Architect’s overview of the new Dead Sea resort development, September 2022. (Courtesy: Moshe Safdie Architects)

The island, which is already built, will be home to a massive dome that will be used as a 5,000-person capacity exposition center with world-class amenities and 360-degree projection lighting.

Developer Bercleys Papo, a partnership between Dead Sea developer Bercleys and Papo Maritime, a subsidiary of the Nakash Brothers which currently controls the Port of Eilat, is hoping the expo center will attract large-scale business events to the region.
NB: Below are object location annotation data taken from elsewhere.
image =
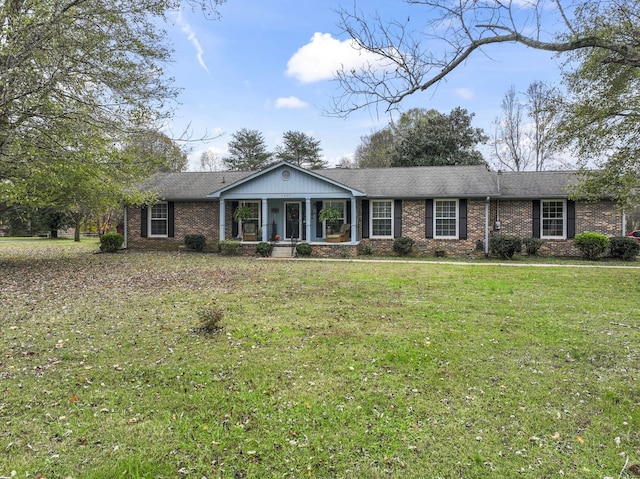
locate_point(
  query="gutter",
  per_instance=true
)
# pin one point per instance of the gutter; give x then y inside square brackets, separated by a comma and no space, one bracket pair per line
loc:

The island is connected to a jetty jutting out into the sea, which will feature a hotel and a spa, according to published plans.

Bercleys Papo, which is also building two towers with guest accommodations and luxury condos as part of the project, says the dome is being shipped into the country nearly complete and will be up and running within six months.
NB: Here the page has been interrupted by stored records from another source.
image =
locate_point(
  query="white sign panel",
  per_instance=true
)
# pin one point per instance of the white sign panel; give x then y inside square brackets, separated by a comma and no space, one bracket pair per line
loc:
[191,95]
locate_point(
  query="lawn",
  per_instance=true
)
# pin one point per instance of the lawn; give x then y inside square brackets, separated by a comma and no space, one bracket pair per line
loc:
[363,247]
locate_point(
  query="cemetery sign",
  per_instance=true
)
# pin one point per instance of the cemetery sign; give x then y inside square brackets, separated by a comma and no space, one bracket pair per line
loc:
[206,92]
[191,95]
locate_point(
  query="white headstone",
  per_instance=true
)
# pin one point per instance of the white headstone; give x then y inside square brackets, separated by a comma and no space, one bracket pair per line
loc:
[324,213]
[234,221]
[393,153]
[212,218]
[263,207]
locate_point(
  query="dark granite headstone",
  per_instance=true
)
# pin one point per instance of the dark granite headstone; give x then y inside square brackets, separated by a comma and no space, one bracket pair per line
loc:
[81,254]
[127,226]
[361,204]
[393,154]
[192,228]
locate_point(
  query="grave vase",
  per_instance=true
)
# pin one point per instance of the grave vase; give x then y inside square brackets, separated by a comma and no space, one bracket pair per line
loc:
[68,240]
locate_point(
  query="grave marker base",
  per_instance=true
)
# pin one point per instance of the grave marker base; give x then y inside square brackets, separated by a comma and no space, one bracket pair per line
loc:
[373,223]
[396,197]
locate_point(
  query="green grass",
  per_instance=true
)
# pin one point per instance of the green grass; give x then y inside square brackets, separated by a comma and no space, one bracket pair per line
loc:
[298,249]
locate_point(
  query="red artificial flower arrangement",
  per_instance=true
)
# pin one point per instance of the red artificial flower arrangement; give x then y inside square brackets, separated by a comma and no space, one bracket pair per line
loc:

Elsewhere in the project, a hotel is slated to be built that will mimic the Maldives’ famous guest cottages on stilts right over the water, connected to each other and the land by a boardwalk.

The St. Regis Maldives Vommuli Resort. (Business Wire)

Current plans show 35 guest villas on the water, though the project tender calls for a 198-room hotel on the water, meaning some of the villas may have more than one room.

Another hotel planned for the project will feature a series of inlets, bringing the water to the guests instead of vice versa.

A masterplan showing new hotels and manmade landforms in the Dead Sea region. (Click to see full picture.) (Screen capture)

Though not included in the current project, an area masterplan includes another manmade peninsula sticking into the lake where another hotel will sit.

Aside from Bercleys Papo, hotel chains Fattal, Elad, Isrotel, Astral and Vert are slated to build or manage properties in the project.

While much attention has focused on the plans to recreate the magic of the Maldives, the use of islands, jetties and inlets takes a page from the playbook of a different tourism hotspot: Dubai.

Islands and jetties of the manmade Palm Jumeirah archipelago stretch out across the Persian Gulf in Dubai, United Arab Emirates, Monday, July 19, 2021. (AP/Jon Gambrell)

The Emirati city has made extensive use of all three as a way to extend its otherwise limited coastline, with hundreds of small islands and peninsulas creating a world map, a palm tree, and other formations, offering more beachfront properties for resorts and luxury accommodations.

“Our vision is to create a unique experience at the Dead Sea in tune with the unique significance of the lowest point on earth,” said Tourism Ministry Deputy Director-General Kobby Barda.

Aerial view of Ein Bokek on the shores of the Dead Sea, in 2021. (Moshe Shai/Flash90)

Ein Bokek currently has 15 hotels, including offerings from most of the big Israel chains. In a normal year, hotels could expect around 800,000 visitors, mostly from overseas. The Dead Sea received government support during the pandemic, but also became a popular Israeli staycation option.

This is despite being the second-most expensive place to stay in Israel, averaging $211 a night pre-COVID (2019). Figures from the Central Bureau of Statistics suggest that so far this year, the Dead Sea resorts have averaged around 70% occupancy.